Netflix is not signing up subscribers at the rate it once did. Disney+ has stalled. Zoom’s shares price has stopped, er, zooming, at least in the upward direction. In Britain, growth is not as red hot as it was just a few months ago at the online clothing store Boohoo, while food delivery service Deliveroo’s float on the London stock market was quickly dubbed ‘flopperoo’ by City wags.
A random collection of snippets of business news? Well, to some degree. But there is also a common theme to all these stories, and one that is significant for investors. We are about to witness a serious bout of what might be termed the post-pandemic blues. The companies that did brilliantly while the world locked down are going to see a significant slowdown as it opens up again. And since those are the same businesses that have driven the equity indices to all-time highs, the entire market will suffer as well. True, those tech stars will still dominate the 21st century but there will be a sharp downturn first.
We are familiar with how a handful of web-based companies advanced rapidly while we were locked down for much of the past year. No one had really heard of Zoom until we all suddenly had to work from home, but its user numbers exploded and its share price rose eightfold as the COVID-19 pandemic spread — taking its market value to well above $100 billion.
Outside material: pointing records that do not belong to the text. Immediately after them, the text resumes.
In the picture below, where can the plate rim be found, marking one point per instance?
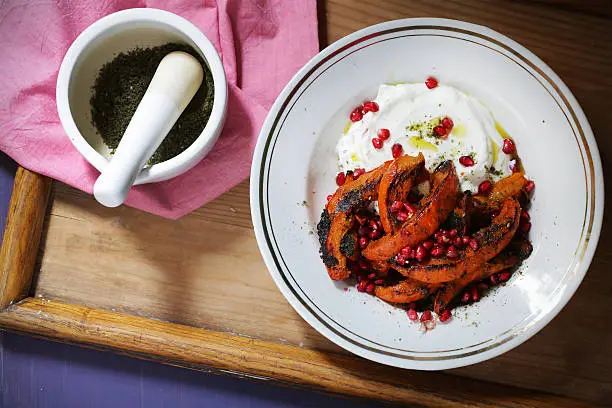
(453, 361)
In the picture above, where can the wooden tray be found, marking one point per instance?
(195, 292)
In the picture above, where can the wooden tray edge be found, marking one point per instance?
(21, 240)
(202, 349)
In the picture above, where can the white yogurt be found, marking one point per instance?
(410, 111)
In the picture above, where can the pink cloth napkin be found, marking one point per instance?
(262, 43)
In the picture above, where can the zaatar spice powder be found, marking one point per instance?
(120, 86)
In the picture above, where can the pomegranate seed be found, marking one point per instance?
(409, 208)
(340, 179)
(363, 242)
(514, 166)
(426, 316)
(397, 150)
(402, 216)
(421, 253)
(475, 295)
(473, 244)
(437, 252)
(485, 187)
(370, 106)
(466, 161)
(430, 325)
(431, 82)
(440, 131)
(448, 123)
(356, 115)
(508, 146)
(401, 259)
(350, 175)
(358, 173)
(504, 276)
(445, 315)
(397, 206)
(361, 286)
(383, 134)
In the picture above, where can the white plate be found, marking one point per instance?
(295, 165)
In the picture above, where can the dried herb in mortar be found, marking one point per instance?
(120, 86)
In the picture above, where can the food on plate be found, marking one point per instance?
(441, 123)
(421, 230)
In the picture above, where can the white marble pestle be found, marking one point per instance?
(176, 80)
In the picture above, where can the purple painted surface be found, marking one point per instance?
(42, 374)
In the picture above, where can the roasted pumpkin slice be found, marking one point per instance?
(435, 208)
(395, 185)
(357, 193)
(338, 244)
(491, 241)
(505, 188)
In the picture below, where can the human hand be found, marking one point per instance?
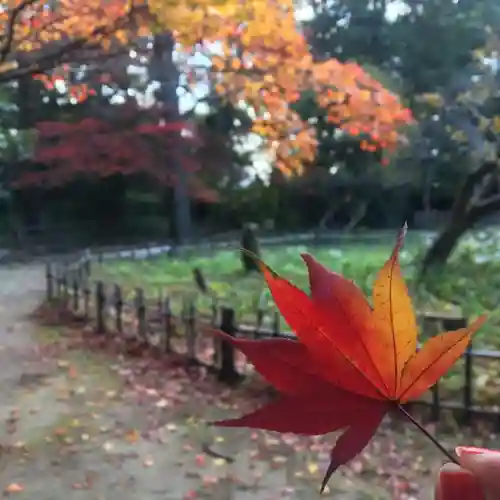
(477, 477)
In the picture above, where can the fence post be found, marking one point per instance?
(259, 320)
(118, 301)
(87, 266)
(100, 304)
(276, 324)
(49, 282)
(167, 326)
(141, 313)
(227, 369)
(86, 301)
(76, 291)
(436, 403)
(456, 324)
(191, 333)
(216, 339)
(64, 287)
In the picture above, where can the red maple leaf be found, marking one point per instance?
(353, 361)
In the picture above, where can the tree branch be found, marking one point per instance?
(8, 36)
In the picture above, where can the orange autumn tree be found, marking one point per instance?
(259, 57)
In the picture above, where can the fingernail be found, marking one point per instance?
(457, 483)
(472, 450)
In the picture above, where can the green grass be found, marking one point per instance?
(223, 272)
(467, 286)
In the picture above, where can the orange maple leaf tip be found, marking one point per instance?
(353, 361)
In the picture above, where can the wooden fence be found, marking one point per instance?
(152, 320)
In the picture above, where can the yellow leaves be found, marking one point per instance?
(262, 59)
(432, 99)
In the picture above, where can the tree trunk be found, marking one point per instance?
(446, 241)
(250, 243)
(163, 69)
(464, 215)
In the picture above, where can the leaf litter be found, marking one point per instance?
(134, 426)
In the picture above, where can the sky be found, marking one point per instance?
(262, 160)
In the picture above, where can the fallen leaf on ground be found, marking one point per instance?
(13, 488)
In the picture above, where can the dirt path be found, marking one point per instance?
(79, 425)
(71, 432)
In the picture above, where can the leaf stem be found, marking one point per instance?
(427, 433)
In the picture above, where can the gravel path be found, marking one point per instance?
(75, 424)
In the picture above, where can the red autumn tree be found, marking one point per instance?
(263, 60)
(126, 140)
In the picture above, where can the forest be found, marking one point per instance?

Netflix signed up new viewers in record numbers as we all whiled away the evenings watching Emily in Paris and Bridgerton: another 37 million joined in 2020, its best year on record. Other streaming services smashed all expectations.
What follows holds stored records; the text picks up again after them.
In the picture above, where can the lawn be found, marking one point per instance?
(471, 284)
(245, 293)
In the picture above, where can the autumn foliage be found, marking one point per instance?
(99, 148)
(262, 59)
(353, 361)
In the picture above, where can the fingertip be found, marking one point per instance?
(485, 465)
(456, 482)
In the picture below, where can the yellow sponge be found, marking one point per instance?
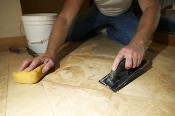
(29, 77)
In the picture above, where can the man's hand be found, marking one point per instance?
(133, 54)
(30, 64)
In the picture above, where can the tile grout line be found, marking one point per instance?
(8, 80)
(48, 99)
(75, 86)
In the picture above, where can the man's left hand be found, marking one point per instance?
(133, 53)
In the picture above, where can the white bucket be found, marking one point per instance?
(37, 28)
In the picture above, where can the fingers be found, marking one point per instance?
(31, 64)
(117, 60)
(133, 56)
(25, 64)
(48, 65)
(129, 62)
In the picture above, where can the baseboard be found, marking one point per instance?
(164, 38)
(19, 42)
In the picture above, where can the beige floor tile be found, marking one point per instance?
(29, 102)
(83, 71)
(4, 58)
(151, 85)
(16, 60)
(122, 105)
(98, 46)
(74, 101)
(3, 95)
(164, 62)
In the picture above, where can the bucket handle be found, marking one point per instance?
(38, 42)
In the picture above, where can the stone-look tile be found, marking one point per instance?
(3, 95)
(4, 62)
(74, 101)
(29, 102)
(123, 105)
(99, 46)
(164, 62)
(83, 71)
(4, 59)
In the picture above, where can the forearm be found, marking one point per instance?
(146, 27)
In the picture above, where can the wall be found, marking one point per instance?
(44, 6)
(10, 18)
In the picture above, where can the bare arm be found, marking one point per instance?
(135, 50)
(57, 36)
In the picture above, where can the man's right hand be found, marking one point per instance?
(31, 64)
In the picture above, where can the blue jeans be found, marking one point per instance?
(166, 24)
(119, 28)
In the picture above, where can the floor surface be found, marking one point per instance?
(73, 89)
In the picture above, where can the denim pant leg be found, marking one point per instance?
(123, 27)
(166, 24)
(87, 24)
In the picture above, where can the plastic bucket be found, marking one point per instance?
(37, 28)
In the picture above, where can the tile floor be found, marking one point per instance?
(73, 89)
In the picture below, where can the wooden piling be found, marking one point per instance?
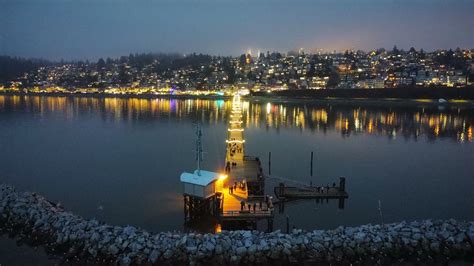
(270, 163)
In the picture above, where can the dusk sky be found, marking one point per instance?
(89, 29)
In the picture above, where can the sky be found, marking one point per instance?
(90, 29)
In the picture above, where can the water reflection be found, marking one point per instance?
(407, 122)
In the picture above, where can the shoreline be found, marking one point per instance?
(344, 101)
(39, 221)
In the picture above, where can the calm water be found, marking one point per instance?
(119, 160)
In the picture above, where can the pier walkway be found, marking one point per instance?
(238, 203)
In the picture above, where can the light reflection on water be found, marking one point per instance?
(405, 122)
(125, 155)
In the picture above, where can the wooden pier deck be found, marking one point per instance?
(310, 193)
(241, 169)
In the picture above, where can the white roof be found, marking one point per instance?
(204, 179)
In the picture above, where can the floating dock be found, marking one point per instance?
(327, 192)
(235, 198)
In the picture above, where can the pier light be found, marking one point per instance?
(235, 141)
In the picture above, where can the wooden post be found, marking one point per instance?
(270, 163)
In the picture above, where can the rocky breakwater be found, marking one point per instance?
(31, 216)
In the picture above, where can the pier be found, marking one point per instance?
(243, 194)
(236, 198)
Meanwhile, every kind of online shopping site boomed, with the proportion of retail sales on the internet in the UK climbing to 36 percent in January, an advance of more than ten percentage points in under a year. At the same time, whole new industries emerged. To take just one example, by the end of 2020, the market for online concerts, an industry that barely existed before the pandemic, was worth more than $500 million globally. In sector after sector COVID-19 accelerated technology by a decade. If your business revolved around a website or an app, it was boom time, and that was reflected in the stock market: the tech-based Nasdaq hit record highs, breaking through 14,000 this month, more than double its level when the epidemic began.
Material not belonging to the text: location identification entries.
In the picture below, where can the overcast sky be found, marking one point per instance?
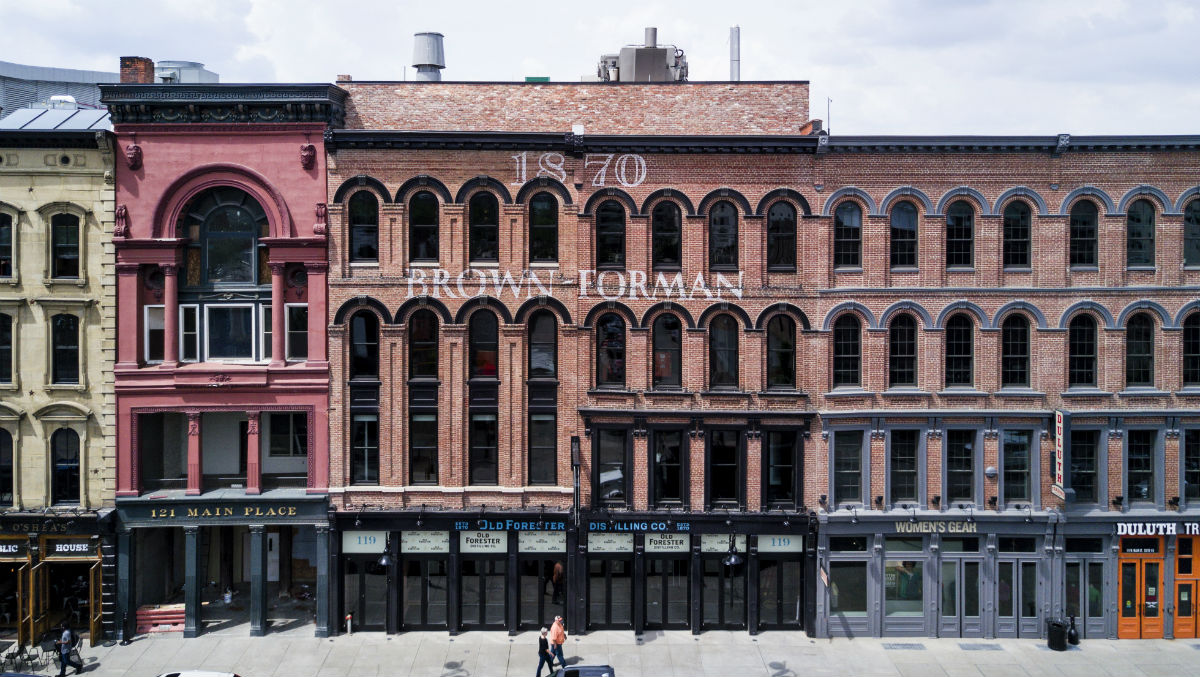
(891, 66)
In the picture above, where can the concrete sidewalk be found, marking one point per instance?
(673, 653)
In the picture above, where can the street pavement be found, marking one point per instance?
(672, 653)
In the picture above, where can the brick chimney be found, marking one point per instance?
(137, 70)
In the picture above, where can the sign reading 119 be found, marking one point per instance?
(627, 169)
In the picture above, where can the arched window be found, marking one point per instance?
(723, 352)
(667, 235)
(543, 228)
(364, 213)
(723, 237)
(1140, 351)
(781, 352)
(364, 346)
(1191, 235)
(1084, 231)
(667, 352)
(1140, 231)
(543, 346)
(903, 352)
(1014, 352)
(485, 227)
(959, 351)
(423, 227)
(65, 330)
(65, 473)
(1192, 349)
(781, 237)
(1017, 234)
(484, 345)
(847, 235)
(960, 235)
(423, 345)
(611, 235)
(904, 235)
(1081, 352)
(611, 352)
(223, 227)
(846, 352)
(65, 245)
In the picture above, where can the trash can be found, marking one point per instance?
(1056, 635)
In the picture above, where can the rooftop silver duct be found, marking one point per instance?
(429, 57)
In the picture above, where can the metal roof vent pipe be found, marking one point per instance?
(429, 57)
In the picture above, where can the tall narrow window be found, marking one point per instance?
(364, 346)
(1017, 447)
(723, 237)
(959, 352)
(611, 351)
(543, 228)
(1140, 351)
(1085, 447)
(903, 352)
(1081, 352)
(485, 226)
(484, 345)
(1084, 231)
(423, 345)
(1191, 235)
(65, 245)
(1140, 234)
(847, 235)
(781, 352)
(364, 213)
(666, 235)
(423, 227)
(846, 352)
(960, 466)
(1191, 348)
(960, 235)
(1017, 234)
(1143, 486)
(611, 235)
(1014, 352)
(847, 467)
(723, 352)
(781, 237)
(65, 472)
(5, 245)
(904, 235)
(667, 352)
(543, 346)
(65, 330)
(903, 474)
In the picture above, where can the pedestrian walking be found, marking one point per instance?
(544, 655)
(557, 639)
(66, 645)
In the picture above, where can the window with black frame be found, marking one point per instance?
(423, 227)
(904, 235)
(484, 215)
(364, 217)
(611, 235)
(723, 237)
(543, 228)
(847, 235)
(781, 238)
(666, 237)
(1081, 352)
(903, 352)
(960, 235)
(1014, 352)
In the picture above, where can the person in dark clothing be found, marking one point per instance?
(544, 655)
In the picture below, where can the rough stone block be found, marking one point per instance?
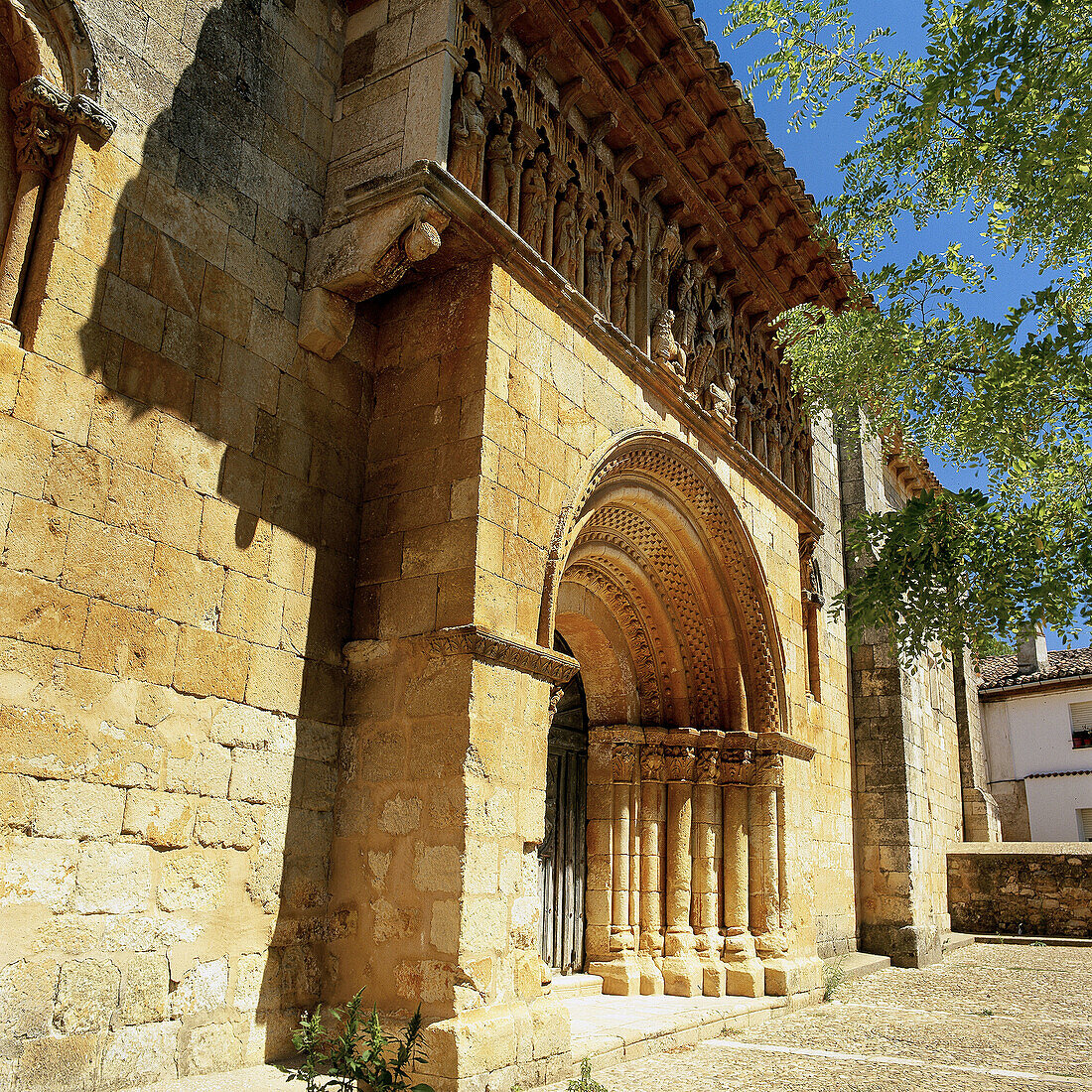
(162, 819)
(192, 880)
(141, 1055)
(204, 989)
(75, 809)
(86, 996)
(112, 880)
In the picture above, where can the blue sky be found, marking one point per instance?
(814, 154)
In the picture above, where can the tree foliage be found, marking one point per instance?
(992, 122)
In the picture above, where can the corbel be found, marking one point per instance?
(505, 13)
(363, 254)
(600, 127)
(569, 93)
(625, 157)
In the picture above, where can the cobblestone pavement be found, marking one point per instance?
(1000, 1017)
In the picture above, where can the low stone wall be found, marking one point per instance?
(1022, 887)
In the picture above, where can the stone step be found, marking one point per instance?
(855, 964)
(566, 986)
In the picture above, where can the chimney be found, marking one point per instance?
(1032, 656)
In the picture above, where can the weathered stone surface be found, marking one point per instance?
(86, 996)
(141, 1055)
(144, 983)
(112, 880)
(190, 880)
(204, 989)
(1022, 887)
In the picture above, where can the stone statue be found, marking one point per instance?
(594, 269)
(533, 201)
(566, 229)
(619, 285)
(500, 168)
(468, 133)
(665, 349)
Here’s the catch, however. As the epidemic fades, and as we come slowly out of lockdown, a lot of that is stalling. Netflix signed up fewer than four million subscribers in the first quarter of this year compared with almost 16 million at the peak of last; given the expectations around the company, that counted as a disappointment. Disney+ smashed past 100 million subscribers last year but growth has slowed sharply since then. Zoom’s share price is down by a third in the past six months as online meeting fatigue sets in. Deliveroo’s shares are struggling as British people realize restaurants are open again. Online sales have dropped sharply, and it is Main Street and shopping malls that are booming again. Economies are opening up and people are spending a lot of the money that was stored up in their accounts while there was nothing very much to do. Now that they can go out again, even if some restrictions remain in place for another month in the UK, they are understandably swapping screen time for face time.
Of course, that is great for many businesses. So long as lockdown is steadily lifted, retailers, bars and restaurants, gym chains, hoteliers and airlines, the sectors worst hit by restrictions, will all witness a steady recovery. By contrast, for the stars of the tech industry it will suddenly become a lot tougher. The lockdown break-out businesses will struggle.
In truth, that will mainly be a temporary phenomenon. The big winners of last year will also be the big winners of the coming two decades. The global economy is still going to shift online. Boohoo is not suddenly about to be outclassed by Marks & Spencer, nor will a terrestrial network ITV ever overtake Netflix, and, while we will steadily drift back to the office, working from home will become far more normal than it ever was in the past, and all the companies selling snazzy software to make that possible will have a healthy future. And yet the rest of 2021 will be tough. Quarterly growth reports will be disappointing. Earnings won’t rise at the same rate they were a year ago. And share prices, always far more affected by the next year than the last one, will start to suffer.
That matters for the wider stock market. Over the past year, technology has come to dominate every major index to an unprecedented extent. On the S&P 500, the key global index, the five biggest companies — Apple, Amazon, Facebook, Microsoft and Google — now account for 27 percent of the entire value of the entire index compared with less than 20 percent before the pandemic started. That is even more true of the tech-heavy Nasdaq, and of the increasingly important Shanghai index as well. Even the FTSE 100, which has suffered from having hardly any technology businesses, saw some uptick: Ocado’s share almost doubled during the first phase of lockdown, and it is now worth three times as much as Sainsbury’s.
The important point is this: the rally in equity prices that paradoxically turned COVID-19 into an epic bull market was mostly driven by a few tech stocks. As they suffer from a bout of the post-pandemic blues, which they inevitably will, the entire market will suffer as well. There may not be a full-scale crash. But there will certainly be a correction because opening up the economy again and getting back to a more normal life will be bad for what are now the market’s leading companies.